Non sono adatto e non mi piace dettare regole. Ogni esperienza ha, o dovrebbe avere le sue, che vanno costruite sull’esperienza diretta e sul rispetto di esigenze individuali da parte di tutte le figure coinvolte. Se si pensa di determinare in anticipo linee guida comportamentali, creative etc. si sbaglia quasi sempre. Infatti alcune di queste esperienze, codificate in base a ragionamenti e comportamenti esclusivamente “socialmente utili” non sono affatto vitali, rispondono solo al bisogno di onorare debiti comportamentali e politici contratti con luoghi e persone che vengono ripagati, troppo spesso, con la falsa moneta di una qualità bassa e decorativa. All’inizio, non ho pensato al cosa fare in quello spazio, ma al come muovercisi dentro, e l’ho fatto con i miei strumenti, quelli della pittura, realizzando dei piccoli acquerelli con forme circolari che si muovono, si espandono e ritraggono come fiumi, mutando colore e intersecandosi come vetri colorati che si sovrappongono.
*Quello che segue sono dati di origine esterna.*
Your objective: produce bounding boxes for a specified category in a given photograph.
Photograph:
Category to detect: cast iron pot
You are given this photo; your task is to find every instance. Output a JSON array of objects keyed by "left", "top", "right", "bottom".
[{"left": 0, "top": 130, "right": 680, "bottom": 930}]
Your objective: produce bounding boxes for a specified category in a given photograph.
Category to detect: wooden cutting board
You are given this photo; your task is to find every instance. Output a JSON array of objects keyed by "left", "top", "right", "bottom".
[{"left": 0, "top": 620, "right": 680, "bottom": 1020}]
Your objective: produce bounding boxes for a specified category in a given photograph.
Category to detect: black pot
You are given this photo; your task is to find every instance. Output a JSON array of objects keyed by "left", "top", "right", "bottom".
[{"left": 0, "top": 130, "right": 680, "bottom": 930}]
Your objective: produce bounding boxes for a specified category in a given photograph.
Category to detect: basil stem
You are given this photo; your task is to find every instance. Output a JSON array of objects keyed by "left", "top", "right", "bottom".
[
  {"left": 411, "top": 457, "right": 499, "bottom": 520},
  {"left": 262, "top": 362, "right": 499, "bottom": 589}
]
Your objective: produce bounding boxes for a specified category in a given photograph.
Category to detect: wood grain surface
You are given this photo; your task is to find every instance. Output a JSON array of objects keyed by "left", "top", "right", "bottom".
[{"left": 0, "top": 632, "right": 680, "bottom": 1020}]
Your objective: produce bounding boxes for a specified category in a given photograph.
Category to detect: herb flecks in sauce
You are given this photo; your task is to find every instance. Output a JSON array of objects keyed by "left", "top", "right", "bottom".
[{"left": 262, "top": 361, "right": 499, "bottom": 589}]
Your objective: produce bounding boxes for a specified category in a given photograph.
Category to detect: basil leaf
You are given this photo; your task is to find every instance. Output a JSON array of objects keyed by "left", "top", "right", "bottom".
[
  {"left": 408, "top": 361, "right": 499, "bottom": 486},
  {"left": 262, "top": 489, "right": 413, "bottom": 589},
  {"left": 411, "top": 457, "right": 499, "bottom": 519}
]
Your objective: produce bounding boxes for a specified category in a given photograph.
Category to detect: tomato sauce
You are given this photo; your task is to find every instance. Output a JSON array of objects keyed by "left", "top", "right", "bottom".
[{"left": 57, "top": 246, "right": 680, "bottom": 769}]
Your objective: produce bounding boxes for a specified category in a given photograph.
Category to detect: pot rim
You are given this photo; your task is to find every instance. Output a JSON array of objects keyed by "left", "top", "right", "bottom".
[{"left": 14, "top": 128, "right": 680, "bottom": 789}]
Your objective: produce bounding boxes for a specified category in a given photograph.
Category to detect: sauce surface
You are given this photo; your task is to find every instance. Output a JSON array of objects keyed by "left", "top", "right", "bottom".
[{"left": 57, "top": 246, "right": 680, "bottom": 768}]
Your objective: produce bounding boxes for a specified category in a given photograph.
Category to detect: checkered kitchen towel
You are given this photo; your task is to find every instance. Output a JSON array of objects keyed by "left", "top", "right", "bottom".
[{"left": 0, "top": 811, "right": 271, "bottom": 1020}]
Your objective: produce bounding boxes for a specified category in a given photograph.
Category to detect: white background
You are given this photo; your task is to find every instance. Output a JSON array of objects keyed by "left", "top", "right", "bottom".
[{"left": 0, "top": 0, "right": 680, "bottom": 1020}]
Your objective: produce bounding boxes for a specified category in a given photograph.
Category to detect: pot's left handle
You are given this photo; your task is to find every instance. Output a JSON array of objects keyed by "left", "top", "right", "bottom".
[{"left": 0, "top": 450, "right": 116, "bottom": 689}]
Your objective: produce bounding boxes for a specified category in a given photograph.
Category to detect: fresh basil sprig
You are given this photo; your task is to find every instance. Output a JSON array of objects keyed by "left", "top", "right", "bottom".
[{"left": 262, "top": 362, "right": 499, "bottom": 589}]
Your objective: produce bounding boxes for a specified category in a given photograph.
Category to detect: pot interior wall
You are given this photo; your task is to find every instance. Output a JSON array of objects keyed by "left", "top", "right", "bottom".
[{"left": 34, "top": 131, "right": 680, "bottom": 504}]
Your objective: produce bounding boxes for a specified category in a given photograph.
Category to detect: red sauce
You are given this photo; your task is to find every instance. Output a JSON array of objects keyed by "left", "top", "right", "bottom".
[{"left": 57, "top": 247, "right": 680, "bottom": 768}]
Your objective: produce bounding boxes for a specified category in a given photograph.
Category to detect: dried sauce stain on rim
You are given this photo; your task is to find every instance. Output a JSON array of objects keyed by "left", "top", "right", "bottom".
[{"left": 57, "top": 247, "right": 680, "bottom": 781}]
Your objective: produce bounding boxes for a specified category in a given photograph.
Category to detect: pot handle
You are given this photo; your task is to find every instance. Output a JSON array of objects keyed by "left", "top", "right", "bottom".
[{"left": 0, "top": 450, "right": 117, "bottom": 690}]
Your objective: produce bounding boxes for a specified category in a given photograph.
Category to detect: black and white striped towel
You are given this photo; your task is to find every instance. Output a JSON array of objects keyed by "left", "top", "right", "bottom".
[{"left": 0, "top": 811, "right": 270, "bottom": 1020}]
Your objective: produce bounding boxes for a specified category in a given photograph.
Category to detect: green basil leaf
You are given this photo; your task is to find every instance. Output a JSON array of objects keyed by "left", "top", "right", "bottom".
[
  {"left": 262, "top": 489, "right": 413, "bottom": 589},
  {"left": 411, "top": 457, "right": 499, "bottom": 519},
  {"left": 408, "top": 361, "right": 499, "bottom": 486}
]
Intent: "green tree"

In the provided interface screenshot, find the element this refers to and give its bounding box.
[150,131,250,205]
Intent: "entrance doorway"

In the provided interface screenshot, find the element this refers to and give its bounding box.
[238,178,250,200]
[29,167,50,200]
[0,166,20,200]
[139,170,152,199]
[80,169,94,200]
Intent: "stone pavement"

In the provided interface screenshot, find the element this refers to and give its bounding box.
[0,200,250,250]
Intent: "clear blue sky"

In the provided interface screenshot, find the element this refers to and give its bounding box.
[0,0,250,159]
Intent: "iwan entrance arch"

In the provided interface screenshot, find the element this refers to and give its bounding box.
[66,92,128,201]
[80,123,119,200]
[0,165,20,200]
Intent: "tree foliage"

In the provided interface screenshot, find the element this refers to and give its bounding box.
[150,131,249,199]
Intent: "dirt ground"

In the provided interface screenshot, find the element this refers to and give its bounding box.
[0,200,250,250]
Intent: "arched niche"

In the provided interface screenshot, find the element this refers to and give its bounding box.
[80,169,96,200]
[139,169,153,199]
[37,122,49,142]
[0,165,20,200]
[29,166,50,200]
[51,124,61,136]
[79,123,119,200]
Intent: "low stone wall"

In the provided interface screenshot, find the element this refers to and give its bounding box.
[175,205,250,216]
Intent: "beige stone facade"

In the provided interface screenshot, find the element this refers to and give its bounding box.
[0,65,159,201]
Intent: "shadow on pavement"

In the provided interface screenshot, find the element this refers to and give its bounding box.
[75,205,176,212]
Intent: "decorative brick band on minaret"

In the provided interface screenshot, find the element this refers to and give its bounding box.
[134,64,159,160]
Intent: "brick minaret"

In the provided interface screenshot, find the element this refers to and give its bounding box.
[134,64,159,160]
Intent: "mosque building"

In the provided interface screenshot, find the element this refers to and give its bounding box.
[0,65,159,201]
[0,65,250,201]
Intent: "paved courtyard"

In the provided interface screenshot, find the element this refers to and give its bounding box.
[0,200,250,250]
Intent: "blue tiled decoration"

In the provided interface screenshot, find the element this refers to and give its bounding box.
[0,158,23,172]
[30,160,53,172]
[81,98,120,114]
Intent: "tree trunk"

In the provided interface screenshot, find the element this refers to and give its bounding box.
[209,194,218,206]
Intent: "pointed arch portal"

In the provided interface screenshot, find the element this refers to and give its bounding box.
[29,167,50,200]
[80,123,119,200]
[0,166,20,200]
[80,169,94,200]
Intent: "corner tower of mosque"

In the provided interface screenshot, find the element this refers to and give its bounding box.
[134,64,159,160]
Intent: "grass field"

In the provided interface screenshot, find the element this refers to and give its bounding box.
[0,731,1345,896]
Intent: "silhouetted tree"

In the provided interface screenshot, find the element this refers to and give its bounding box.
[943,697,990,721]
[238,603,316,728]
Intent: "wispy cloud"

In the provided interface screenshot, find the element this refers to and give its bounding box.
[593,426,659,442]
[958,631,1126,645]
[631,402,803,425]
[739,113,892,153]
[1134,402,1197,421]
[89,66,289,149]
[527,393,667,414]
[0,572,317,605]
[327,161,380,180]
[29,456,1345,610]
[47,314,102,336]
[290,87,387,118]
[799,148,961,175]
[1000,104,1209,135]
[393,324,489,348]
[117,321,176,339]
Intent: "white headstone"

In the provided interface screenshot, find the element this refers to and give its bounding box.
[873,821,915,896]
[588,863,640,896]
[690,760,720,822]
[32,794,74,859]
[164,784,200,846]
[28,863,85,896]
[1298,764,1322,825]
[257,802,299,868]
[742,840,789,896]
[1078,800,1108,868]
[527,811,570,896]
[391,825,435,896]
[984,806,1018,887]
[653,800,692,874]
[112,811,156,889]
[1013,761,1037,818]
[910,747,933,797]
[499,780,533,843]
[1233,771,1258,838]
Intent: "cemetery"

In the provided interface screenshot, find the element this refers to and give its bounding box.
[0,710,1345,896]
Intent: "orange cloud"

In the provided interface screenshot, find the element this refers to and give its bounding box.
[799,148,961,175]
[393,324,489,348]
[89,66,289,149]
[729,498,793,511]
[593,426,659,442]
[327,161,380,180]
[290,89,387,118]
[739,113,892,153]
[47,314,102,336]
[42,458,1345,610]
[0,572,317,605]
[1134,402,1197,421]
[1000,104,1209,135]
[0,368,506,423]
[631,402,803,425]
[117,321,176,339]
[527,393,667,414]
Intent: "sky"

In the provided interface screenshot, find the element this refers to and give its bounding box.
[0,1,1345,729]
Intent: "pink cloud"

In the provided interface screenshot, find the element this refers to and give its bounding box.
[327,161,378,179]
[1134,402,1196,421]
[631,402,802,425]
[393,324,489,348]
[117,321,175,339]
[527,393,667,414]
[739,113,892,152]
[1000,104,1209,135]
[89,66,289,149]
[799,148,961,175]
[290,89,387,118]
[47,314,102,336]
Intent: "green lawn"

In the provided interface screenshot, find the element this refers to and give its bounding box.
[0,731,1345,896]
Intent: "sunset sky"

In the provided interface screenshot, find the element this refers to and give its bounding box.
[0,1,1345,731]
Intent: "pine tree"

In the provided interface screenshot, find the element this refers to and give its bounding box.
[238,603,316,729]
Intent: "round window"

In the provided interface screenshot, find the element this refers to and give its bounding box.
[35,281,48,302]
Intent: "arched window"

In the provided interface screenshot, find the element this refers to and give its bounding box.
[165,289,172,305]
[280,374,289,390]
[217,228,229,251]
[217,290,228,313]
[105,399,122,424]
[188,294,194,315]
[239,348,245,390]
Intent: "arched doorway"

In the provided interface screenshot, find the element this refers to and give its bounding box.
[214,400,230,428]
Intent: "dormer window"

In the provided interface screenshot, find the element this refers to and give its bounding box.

Lavorare a questi piccoli acquerelli mi ha fornito principi interni trasformando, appunto, dei semplici acquerelli in immagini guida pronte ad essere trasformate ancora e sviluppate sia nel corso della charrette sia dopo, nella progettazione definitiva. Già, dal primo confronto con Paolo, queste forme astratte hanno iniziato a produrne alcune volumetriche, di cui però abbiamo deciso di non tenere conto nel confronto con gli studenti per non influenzarne la visione, che, speriamo invece rimanga quanto più libera possibile. Un’altra cosa mi hanno fatto comprendere meglio questi piccoli esercizi: al fatto che si possa lavorare con forme astratte avendo in mente qualcosa di esistente e non penso tanto a forme che sintetizzano geometricamente quelle complesse della realtà, bensì a come l’astrazione intesa come qualcosa di autonomo dalla realtà entri in gioco in ognuno di noi fino a tramutarci in sensibilità straniate e pronte a trasferirsi dentro il cosiddetto reale, caratterizzandolo e fornendogli nuovi modelli, nuovi pesi e nuove misure.